Please see the attachment

Author Response File: Author Response.docx

Round 2

Reviewer 1 Report

The points raised have been adequately addressed, and now the manuscript is suitable for publication

Author Response

Thank you very much for reviewing the manuscript and we are pleased to know that the revised manuscript can address all the comments.

Reviewer 2 Report

The authors have responded to my comments satisfactorily

Author Response

Thank you very much for reviewing the manuscript and we are pleased to know that the revised manuscript can address all the comments. We have checked the English language again and several typo and spelling errors corrected.

Reviewer 3 Report

I thank the authors for careful attention to reviewer comments and clarification of data presentation, methods and conclusions.

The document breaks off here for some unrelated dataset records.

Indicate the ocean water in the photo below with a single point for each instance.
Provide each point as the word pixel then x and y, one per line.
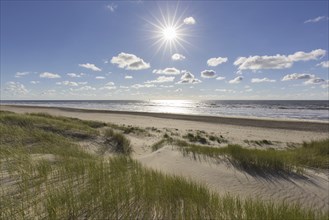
pixel 303 110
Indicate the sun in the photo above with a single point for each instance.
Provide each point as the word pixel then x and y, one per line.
pixel 169 33
pixel 167 30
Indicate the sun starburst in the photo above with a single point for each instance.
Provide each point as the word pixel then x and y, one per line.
pixel 168 31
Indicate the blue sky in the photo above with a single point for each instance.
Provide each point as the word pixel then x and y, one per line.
pixel 164 50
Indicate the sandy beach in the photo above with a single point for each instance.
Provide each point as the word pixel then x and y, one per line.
pixel 309 189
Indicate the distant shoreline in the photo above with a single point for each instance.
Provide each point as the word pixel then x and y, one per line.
pixel 288 124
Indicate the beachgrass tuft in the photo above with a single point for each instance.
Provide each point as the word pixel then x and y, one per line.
pixel 45 175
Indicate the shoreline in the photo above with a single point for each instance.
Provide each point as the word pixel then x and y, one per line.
pixel 286 124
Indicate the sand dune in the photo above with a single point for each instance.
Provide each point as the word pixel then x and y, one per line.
pixel 311 189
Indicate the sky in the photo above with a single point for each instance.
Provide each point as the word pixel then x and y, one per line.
pixel 140 50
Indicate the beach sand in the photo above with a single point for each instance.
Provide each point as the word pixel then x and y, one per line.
pixel 310 190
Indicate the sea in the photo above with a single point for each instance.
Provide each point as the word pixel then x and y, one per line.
pixel 315 110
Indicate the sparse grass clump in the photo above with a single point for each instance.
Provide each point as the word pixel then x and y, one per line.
pixel 196 138
pixel 118 142
pixel 259 143
pixel 158 145
pixel 314 154
pixel 75 185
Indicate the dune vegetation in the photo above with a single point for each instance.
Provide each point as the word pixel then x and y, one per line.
pixel 44 173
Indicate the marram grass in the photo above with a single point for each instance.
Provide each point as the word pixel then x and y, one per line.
pixel 63 182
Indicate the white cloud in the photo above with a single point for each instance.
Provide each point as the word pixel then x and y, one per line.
pixel 67 83
pixel 20 74
pixel 177 56
pixel 16 88
pixel 277 61
pixel 138 86
pixel 108 88
pixel 110 84
pixel 325 85
pixel 302 56
pixel 112 7
pixel 324 64
pixel 257 80
pixel 317 19
pixel 296 76
pixel 208 74
pixel 83 88
pixel 236 80
pixel 220 78
pixel 49 75
pixel 189 20
pixel 90 66
pixel 216 61
pixel 188 78
pixel 314 81
pixel 161 79
pixel 166 86
pixel 75 75
pixel 225 90
pixel 129 62
pixel 167 71
pixel 49 92
pixel 310 78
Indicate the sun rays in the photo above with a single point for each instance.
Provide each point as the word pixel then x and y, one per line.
pixel 168 31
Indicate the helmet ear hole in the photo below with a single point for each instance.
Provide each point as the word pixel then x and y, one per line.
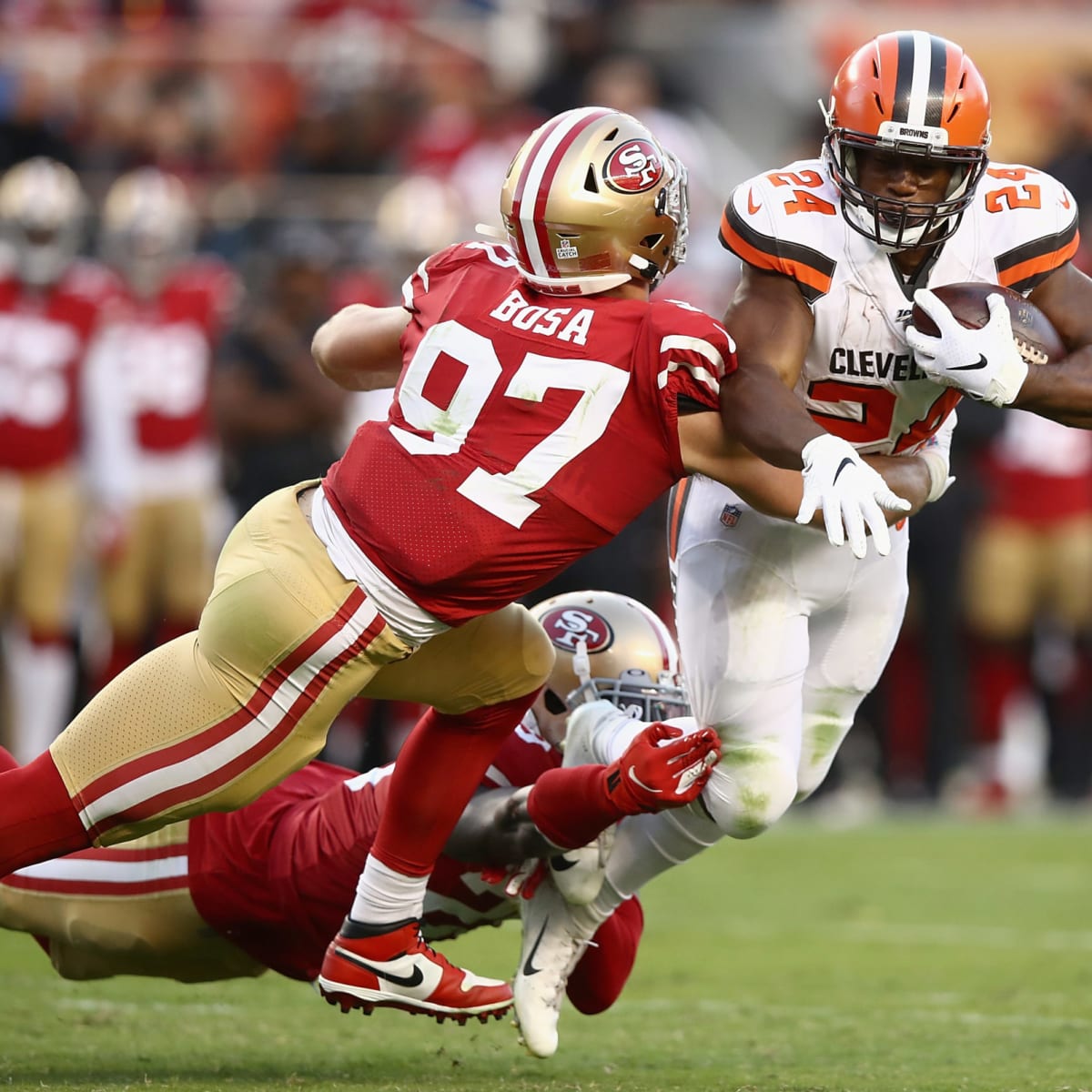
pixel 554 703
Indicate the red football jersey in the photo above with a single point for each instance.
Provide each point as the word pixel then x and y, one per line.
pixel 278 877
pixel 525 430
pixel 159 354
pixel 43 339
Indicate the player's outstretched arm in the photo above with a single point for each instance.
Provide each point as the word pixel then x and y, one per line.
pixel 1064 391
pixel 359 348
pixel 773 328
pixel 776 491
pixel 568 807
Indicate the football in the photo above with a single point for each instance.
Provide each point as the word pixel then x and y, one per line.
pixel 1033 332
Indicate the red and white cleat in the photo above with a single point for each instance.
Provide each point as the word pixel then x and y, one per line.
pixel 398 970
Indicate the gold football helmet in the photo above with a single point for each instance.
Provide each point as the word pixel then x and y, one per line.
pixel 147 227
pixel 592 202
pixel 915 94
pixel 612 647
pixel 42 207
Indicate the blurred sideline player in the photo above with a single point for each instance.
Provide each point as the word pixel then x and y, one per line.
pixel 157 481
pixel 536 415
pixel 230 895
pixel 50 304
pixel 781 640
pixel 1033 538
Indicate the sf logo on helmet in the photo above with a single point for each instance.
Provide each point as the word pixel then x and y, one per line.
pixel 633 167
pixel 567 626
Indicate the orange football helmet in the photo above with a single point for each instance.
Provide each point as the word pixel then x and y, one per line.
pixel 915 94
pixel 609 645
pixel 147 227
pixel 592 202
pixel 42 210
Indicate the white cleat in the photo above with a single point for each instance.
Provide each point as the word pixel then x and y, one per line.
pixel 579 873
pixel 585 736
pixel 555 936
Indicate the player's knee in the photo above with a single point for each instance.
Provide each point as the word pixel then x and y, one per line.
pixel 539 652
pixel 751 790
pixel 823 737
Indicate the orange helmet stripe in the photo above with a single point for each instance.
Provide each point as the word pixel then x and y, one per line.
pixel 812 271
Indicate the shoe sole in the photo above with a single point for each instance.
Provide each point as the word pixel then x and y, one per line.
pixel 369 1000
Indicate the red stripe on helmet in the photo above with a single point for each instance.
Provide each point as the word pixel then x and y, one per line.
pixel 547 180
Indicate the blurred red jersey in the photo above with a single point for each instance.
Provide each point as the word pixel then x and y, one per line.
pixel 157 355
pixel 277 877
pixel 525 430
pixel 44 336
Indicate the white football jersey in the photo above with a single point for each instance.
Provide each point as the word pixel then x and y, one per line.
pixel 860 379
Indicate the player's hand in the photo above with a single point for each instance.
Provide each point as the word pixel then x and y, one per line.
pixel 983 363
pixel 850 492
pixel 936 451
pixel 662 769
pixel 517 880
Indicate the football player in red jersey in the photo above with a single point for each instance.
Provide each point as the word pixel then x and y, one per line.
pixel 228 895
pixel 156 480
pixel 536 413
pixel 50 303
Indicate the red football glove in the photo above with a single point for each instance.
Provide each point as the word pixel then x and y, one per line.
pixel 517 879
pixel 654 774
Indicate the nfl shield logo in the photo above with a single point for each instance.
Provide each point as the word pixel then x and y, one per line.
pixel 731 514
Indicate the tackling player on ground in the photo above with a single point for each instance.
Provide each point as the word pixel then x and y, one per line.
pixel 535 416
pixel 781 638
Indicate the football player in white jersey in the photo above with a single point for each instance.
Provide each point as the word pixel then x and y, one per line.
pixel 834 251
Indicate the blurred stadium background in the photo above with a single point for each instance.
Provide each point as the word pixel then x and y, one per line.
pixel 343 140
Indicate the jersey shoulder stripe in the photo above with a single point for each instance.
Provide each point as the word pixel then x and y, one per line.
pixel 811 268
pixel 1026 266
pixel 1031 221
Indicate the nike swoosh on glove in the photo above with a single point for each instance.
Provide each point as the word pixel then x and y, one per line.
pixel 983 363
pixel 851 494
pixel 662 769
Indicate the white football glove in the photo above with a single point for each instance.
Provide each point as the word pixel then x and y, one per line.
pixel 850 492
pixel 983 363
pixel 936 451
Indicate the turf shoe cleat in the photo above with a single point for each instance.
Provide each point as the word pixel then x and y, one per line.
pixel 555 936
pixel 363 970
pixel 579 873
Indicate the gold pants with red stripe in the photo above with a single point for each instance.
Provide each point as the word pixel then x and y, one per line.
pixel 41 519
pixel 163 565
pixel 210 721
pixel 121 911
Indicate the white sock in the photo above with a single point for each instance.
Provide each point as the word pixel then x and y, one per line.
pixel 385 896
pixel 650 844
pixel 41 677
pixel 614 736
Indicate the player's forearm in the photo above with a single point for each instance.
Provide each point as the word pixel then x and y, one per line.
pixel 764 415
pixel 1060 391
pixel 359 348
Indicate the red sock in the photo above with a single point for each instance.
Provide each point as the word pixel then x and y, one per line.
pixel 999 670
pixel 123 653
pixel 37 819
pixel 571 806
pixel 440 764
pixel 603 970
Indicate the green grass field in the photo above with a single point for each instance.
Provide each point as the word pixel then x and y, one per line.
pixel 915 955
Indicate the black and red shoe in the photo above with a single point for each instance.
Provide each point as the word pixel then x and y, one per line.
pixel 396 969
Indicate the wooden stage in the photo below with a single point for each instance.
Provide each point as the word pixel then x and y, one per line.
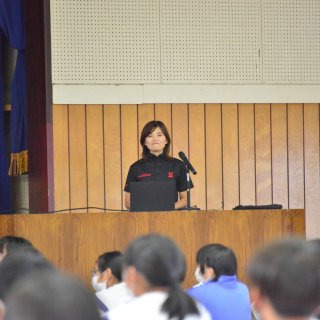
pixel 73 241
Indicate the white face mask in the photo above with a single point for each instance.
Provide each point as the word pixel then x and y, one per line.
pixel 98 286
pixel 198 275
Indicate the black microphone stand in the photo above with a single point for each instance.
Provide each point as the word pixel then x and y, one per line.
pixel 188 207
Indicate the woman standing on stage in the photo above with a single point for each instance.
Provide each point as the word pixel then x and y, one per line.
pixel 156 164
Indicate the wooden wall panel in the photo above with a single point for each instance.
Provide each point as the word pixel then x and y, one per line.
pixel 213 156
pixel 197 154
pixel 61 157
pixel 247 154
pixel 312 166
pixel 95 156
pixel 230 156
pixel 180 129
pixel 129 139
pixel 163 113
pixel 243 153
pixel 279 154
pixel 295 156
pixel 78 157
pixel 112 155
pixel 263 154
pixel 145 114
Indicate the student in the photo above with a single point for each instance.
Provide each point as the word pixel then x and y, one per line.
pixel 117 292
pixel 201 261
pixel 101 276
pixel 153 268
pixel 50 295
pixel 156 163
pixel 285 279
pixel 221 293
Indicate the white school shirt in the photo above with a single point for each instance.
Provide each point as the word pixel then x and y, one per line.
pixel 114 296
pixel 148 306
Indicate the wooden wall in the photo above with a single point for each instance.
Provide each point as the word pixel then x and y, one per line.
pixel 244 153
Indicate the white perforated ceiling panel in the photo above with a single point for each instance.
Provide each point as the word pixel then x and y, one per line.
pixel 207 41
pixel 291 41
pixel 185 41
pixel 105 41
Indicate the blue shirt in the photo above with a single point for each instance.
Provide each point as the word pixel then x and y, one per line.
pixel 225 299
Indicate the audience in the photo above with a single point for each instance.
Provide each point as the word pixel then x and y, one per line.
pixel 221 293
pixel 153 269
pixel 8 243
pixel 48 295
pixel 285 280
pixel 117 292
pixel 201 260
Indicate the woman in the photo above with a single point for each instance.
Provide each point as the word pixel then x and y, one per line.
pixel 153 268
pixel 156 163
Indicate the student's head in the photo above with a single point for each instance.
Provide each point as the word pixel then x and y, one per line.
pixel 285 278
pixel 106 274
pixel 9 243
pixel 154 262
pixel 50 295
pixel 155 130
pixel 201 263
pixel 217 260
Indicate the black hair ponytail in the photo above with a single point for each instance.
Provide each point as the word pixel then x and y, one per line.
pixel 163 265
pixel 179 304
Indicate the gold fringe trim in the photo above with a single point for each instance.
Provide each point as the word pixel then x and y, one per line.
pixel 18 163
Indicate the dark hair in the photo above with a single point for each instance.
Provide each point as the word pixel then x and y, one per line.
pixel 201 257
pixel 287 272
pixel 50 295
pixel 19 263
pixel 8 242
pixel 116 267
pixel 162 264
pixel 149 128
pixel 221 259
pixel 105 259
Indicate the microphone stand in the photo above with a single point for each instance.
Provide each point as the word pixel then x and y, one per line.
pixel 188 207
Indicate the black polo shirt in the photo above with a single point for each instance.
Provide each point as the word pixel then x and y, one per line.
pixel 158 169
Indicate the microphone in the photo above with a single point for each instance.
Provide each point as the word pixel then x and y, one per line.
pixel 187 162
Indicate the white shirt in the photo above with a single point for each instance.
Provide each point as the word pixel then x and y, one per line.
pixel 148 306
pixel 114 296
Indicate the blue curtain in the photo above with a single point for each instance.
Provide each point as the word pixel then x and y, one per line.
pixel 12 28
pixel 5 187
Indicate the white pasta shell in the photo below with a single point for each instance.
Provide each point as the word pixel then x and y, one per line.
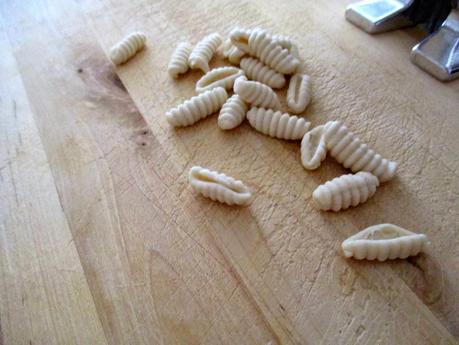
pixel 264 48
pixel 345 191
pixel 384 241
pixel 219 187
pixel 313 148
pixel 127 48
pixel 221 76
pixel 232 113
pixel 204 51
pixel 197 107
pixel 232 53
pixel 240 39
pixel 299 93
pixel 178 63
pixel 277 124
pixel 256 93
pixel 257 70
pixel 355 155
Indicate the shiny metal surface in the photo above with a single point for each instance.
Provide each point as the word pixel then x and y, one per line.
pixel 374 16
pixel 438 54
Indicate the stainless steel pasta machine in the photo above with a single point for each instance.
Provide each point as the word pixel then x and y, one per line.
pixel 438 53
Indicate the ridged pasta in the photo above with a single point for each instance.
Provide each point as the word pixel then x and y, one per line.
pixel 257 70
pixel 232 113
pixel 178 63
pixel 232 53
pixel 197 107
pixel 270 53
pixel 221 76
pixel 348 150
pixel 345 191
pixel 127 47
pixel 384 241
pixel 218 186
pixel 256 93
pixel 240 39
pixel 313 148
pixel 204 51
pixel 299 93
pixel 276 124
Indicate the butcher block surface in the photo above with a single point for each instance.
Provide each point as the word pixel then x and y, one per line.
pixel 103 241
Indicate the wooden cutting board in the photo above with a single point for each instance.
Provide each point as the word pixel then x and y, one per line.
pixel 103 241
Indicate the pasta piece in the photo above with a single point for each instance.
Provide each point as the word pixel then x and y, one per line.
pixel 179 60
pixel 240 39
pixel 219 187
pixel 353 154
pixel 232 113
pixel 313 148
pixel 221 76
pixel 384 241
pixel 127 47
pixel 204 51
pixel 299 93
pixel 257 70
pixel 256 93
pixel 345 191
pixel 232 53
pixel 276 124
pixel 262 46
pixel 197 107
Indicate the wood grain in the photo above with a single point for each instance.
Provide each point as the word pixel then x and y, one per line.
pixel 166 266
pixel 44 295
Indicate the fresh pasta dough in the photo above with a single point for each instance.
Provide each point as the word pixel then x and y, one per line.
pixel 384 241
pixel 221 76
pixel 348 150
pixel 127 47
pixel 345 191
pixel 262 46
pixel 219 187
pixel 204 51
pixel 299 93
pixel 197 107
pixel 276 124
pixel 313 148
pixel 240 39
pixel 178 63
pixel 257 70
pixel 232 53
pixel 232 113
pixel 256 93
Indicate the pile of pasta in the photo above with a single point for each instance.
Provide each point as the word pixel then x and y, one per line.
pixel 267 62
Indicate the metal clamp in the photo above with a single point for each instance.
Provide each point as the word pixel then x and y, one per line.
pixel 438 54
pixel 374 16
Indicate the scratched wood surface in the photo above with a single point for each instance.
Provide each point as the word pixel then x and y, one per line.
pixel 107 242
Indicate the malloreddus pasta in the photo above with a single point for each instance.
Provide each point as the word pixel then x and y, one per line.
pixel 178 63
pixel 219 187
pixel 197 107
pixel 203 52
pixel 127 47
pixel 384 241
pixel 276 124
pixel 232 113
pixel 258 71
pixel 256 93
pixel 221 76
pixel 264 60
pixel 345 191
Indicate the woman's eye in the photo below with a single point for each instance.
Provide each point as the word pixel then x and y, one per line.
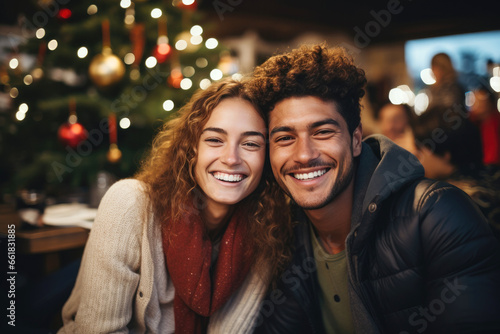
pixel 213 140
pixel 252 144
pixel 284 138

I would suggest making Table 2 looks same as S2-4.  Presentation of results in main manuscript with % is confusing and does not align with text of results in section 3.1.1.  In addition, Table 2 notes Antiviral Effectiveness of xx (MNV-r or MOV) compared with no treatment, while supplemental tables list A vs B - no-treatment group first.  Would recommend adjusting consistency for denominator being no-treatment group.  

Author Response

• Table 2 is amended according to the advice and the number and percentage of patients that were shown in S2-4 included.
• We amended the presentation of the results in the manuscript to include number of events/total patient number in each group and the percentage, and the presentation method from 3.1.1 to 3.1.4 is consistent.
• S2 to S4 are amended to be consistent with the way of presentation as in Table S2.